Through the Great Futures Fund, 13 Club members have enrolled at the University of Washington Tacoma— four in the first year and nine this year. The goal over the next three to four years is to bring in class cohorts of up to 40 students, which translates into 160 students on campus at one time, Howard says. He points out that the total number of Boys & Girls Club students will always be much higher than those involved in this program because of other scholarship and mentoring programs in place at the University. “Our campus is called an urbanserving campus. We serve the community. The fact that our students can do internships and get exposure on campus as well as working at the Club—something they have a passion about—and they learn soft skills, is something we really cherish; it’s one of the priorities of our institution,” Howard says.
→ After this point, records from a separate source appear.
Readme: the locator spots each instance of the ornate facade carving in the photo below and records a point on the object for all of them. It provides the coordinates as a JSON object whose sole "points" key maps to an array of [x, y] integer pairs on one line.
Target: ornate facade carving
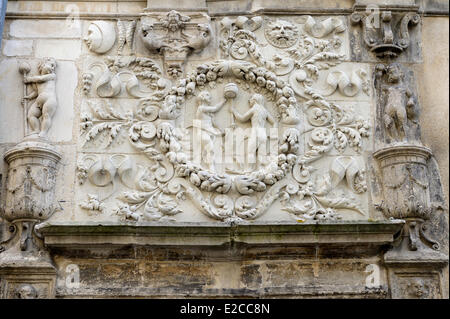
{"points": [[384, 31], [256, 131], [175, 36]]}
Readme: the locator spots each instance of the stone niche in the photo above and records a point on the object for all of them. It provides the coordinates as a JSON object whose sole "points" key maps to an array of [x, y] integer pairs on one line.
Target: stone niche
{"points": [[218, 149]]}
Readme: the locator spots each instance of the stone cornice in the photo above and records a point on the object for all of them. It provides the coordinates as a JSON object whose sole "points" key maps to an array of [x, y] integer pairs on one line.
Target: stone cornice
{"points": [[342, 233]]}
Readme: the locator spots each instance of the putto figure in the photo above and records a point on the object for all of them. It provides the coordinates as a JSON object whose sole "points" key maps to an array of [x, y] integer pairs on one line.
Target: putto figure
{"points": [[208, 130], [40, 113], [399, 105], [258, 115]]}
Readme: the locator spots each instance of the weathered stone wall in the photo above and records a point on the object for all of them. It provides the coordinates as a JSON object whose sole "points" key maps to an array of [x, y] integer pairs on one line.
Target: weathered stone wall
{"points": [[109, 201]]}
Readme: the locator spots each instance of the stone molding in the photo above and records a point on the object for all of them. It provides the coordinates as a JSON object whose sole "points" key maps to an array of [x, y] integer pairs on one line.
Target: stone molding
{"points": [[324, 233]]}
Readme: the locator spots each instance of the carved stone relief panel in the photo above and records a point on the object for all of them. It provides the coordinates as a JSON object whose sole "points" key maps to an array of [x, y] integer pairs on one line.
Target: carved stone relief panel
{"points": [[270, 124]]}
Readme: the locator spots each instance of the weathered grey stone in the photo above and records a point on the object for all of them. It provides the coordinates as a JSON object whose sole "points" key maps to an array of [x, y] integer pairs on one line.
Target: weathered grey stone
{"points": [[144, 195], [17, 47]]}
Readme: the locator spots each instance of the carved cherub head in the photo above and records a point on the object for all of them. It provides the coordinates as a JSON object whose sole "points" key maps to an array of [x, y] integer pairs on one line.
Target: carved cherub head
{"points": [[26, 292], [394, 73], [174, 21], [281, 33], [204, 29], [256, 98], [47, 66], [204, 98]]}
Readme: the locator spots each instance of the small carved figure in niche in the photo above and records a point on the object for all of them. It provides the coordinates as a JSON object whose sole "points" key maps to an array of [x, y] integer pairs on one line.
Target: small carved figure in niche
{"points": [[26, 292], [399, 105], [258, 115], [208, 128], [40, 113], [174, 23]]}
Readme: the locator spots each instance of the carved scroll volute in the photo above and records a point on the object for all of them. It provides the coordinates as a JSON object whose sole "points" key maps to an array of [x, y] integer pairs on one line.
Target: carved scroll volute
{"points": [[384, 32], [174, 36]]}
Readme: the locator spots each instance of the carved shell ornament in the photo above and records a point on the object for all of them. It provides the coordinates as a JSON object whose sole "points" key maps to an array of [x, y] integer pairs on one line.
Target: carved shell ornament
{"points": [[281, 33], [100, 36]]}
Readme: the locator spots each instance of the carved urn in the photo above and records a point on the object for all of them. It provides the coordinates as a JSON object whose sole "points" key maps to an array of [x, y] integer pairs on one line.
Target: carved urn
{"points": [[31, 180], [406, 190]]}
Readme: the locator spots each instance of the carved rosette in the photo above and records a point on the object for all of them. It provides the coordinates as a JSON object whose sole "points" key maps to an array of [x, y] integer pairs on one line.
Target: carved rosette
{"points": [[31, 181]]}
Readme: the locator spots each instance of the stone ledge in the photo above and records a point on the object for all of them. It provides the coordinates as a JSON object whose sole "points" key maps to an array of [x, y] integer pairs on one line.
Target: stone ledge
{"points": [[342, 233]]}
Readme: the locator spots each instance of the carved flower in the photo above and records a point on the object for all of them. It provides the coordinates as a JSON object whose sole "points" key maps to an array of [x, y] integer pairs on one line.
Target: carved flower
{"points": [[211, 75], [201, 79], [202, 69], [270, 76], [270, 85], [181, 91], [288, 92], [190, 88], [250, 76], [261, 81], [259, 72]]}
Learning soft skills that are transferable in employment is an important component of the Great Futures Fund program, he says. “If you look at the internships with Boys & Girls Clubs, our students are learning how to communicate with diverse populations, how to develop programs, conduct assessments of both themselves and the programs they’re working in; they’re learning budget management and interpersonal and cultural skills that they probably would not have gotten if they weren’t part of this program. All of these are soft skills they’re looking for in the corporate world.” The Great Futures Fund Program is a model for communities across the country, Howard says. “The most important thing from our perspective,” he says, “is to build a college-going culture, and if we can build a college-going culture here in South Puget Sound, you can build it in the Bronx or in the Plains or in the Mississippi Delta.”● Janet Edwards is the editor of INSIGHT Into Diversity.